In [1]:
import numpy as np
import pandas as pd
import torch
import time
import os

import nltk
from nltk.stem import WordNetLemmatizer
from nltk.corpus import stopwords
from nltk.lm import Vocabulary
from PIL import Image

import re
import spacy
import string
from sklearn.model_selection import train_test_split

from torchvision import models
import torchvision.transforms as transforms
from torch.utils.data import Dataset, TensorDataset, DataLoader
from torch.nn.utils.rnn import pad_sequence
import torch.nn as nn
from torch import optim
import torch.nn.functional as F

  warn(


In [2]:
nltk.download('wordnet')
nltk.download('stopwords')

[nltk_data] Downloading package wordnet to
[nltk_data]     C:\Users\hp\AppData\Roaming\nltk_data...
[nltk_data]   Package wordnet is already up-to-date!
[nltk_data] Downloading package stopwords to
[nltk_data]     C:\Users\hp\AppData\Roaming\nltk_data...
[nltk_data]   Package stopwords is already up-to-date!


True

### Dataset Preprocessing

In [3]:
df = pd.read_csv('./flickr30k_images/results.csv', delimiter='|')
df.head()

Unnamed: 0,image_name,comment_number,comment
0,1000092795.jpg,0,Two young guys with shaggy hair look at their...
1,1000092795.jpg,1,"Two young , White males are outside near many..."
2,1000092795.jpg,2,Two men in green shirts are standing in a yard .
3,1000092795.jpg,3,A man in a blue shirt standing in a garden .
4,1000092795.jpg,4,Two friends enjoy time spent together .


In [4]:
df.columns = ['image_name', 'comment_number', 'comment']

In [5]:
df.dropna(inplace=True)
print(df.isnull().sum())
print(df.duplicated().sum())
print(df.shape)

image_name        0
comment_number    0
comment           0
dtype: int64
0
(158914, 3)


In [6]:
## Preprocessing

df['image_name'] = df['image_name'].str.strip()
df['comment_number'] = df['comment_number'].str.strip()
df['comment'] = df['comment'].str.strip()

def remove_tags(text):
    cleaned_text = re.sub(re.compile('<.*?>'), '', text)
    return cleaned_text

df['comment'] = df['comment'].apply(remove_tags)
df['comment'] = df['comment'].str.lower()

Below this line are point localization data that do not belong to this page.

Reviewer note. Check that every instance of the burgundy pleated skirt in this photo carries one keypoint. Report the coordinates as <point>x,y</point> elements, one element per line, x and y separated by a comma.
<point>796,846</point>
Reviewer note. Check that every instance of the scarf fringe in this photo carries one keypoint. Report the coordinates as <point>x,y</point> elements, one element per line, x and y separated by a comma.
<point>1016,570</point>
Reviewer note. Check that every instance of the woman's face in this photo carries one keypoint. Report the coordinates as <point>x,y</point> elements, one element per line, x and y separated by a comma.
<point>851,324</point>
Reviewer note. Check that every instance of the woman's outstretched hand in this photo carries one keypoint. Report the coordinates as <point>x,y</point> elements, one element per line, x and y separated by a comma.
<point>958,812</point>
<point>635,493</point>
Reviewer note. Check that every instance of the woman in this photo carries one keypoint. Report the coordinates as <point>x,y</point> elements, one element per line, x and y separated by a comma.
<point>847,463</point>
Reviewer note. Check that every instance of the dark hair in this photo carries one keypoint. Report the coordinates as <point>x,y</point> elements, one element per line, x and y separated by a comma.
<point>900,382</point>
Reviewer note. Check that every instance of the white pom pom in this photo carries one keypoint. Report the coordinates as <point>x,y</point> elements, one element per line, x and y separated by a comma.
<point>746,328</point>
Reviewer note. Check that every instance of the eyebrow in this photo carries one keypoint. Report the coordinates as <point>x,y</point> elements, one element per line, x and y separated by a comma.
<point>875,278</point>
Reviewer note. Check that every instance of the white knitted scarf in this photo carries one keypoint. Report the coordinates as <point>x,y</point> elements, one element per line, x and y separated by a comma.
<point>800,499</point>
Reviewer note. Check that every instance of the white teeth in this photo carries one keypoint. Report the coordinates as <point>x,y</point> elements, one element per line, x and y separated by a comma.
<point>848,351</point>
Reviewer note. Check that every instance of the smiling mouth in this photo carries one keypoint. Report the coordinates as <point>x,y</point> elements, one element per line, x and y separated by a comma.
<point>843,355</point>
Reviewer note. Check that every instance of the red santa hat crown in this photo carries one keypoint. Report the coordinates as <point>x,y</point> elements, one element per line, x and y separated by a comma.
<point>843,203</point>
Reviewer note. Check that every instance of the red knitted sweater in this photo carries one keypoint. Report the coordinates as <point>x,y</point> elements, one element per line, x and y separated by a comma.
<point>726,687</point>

exclude = string.punctuation

def remove_punctuations(text):
    return text.translate(str.maketrans('', '', exclude))

df['comment'] = df['comment'].apply(remove_punctuations)

def remove_numbers(text):
    return re.sub(r'\d+', '', text)

df['comment'] = df['comment'].apply(remove_numbers)

print(df.shape)
df.head()

(158914, 3)


Unnamed: 0,image_name,comment_number,comment
0,1000092795.jpg,0,two young guys with shaggy hair look at their ...
1,1000092795.jpg,1,two young white males are outside near many b...
2,1000092795.jpg,2,two men in green shirts are standing in a yard
3,1000092795.jpg,3,a man in a blue shirt standing in a garden
4,1000092795.jpg,4,two friends enjoy time spent together


In [7]:
df['comment'][1]

'two young  white males are outside near many bushes '

### DataLoader

In [8]:
spacy_eng = spacy.load("en_core_web_sm")

In [9]:
class CustomVocabulary:
    def __init__(self, freq_threshold):
        self.itos = {0:"<PAD>", 1:"<SOS>", 2:"<EOS>", 3:"<UNK>"}
        self.stoi = {"<PAD>":0, "<SOS>":1, "<EOS>":2, "<UNK>":3}
        self.freq_threshold = freq_threshold

    def __len__(self):
        return len(self.itos)

    @staticmethod
    def tokenizer_eng(text):
        return [tok.text.lower() for tok in spacy_eng.tokenizer(text)]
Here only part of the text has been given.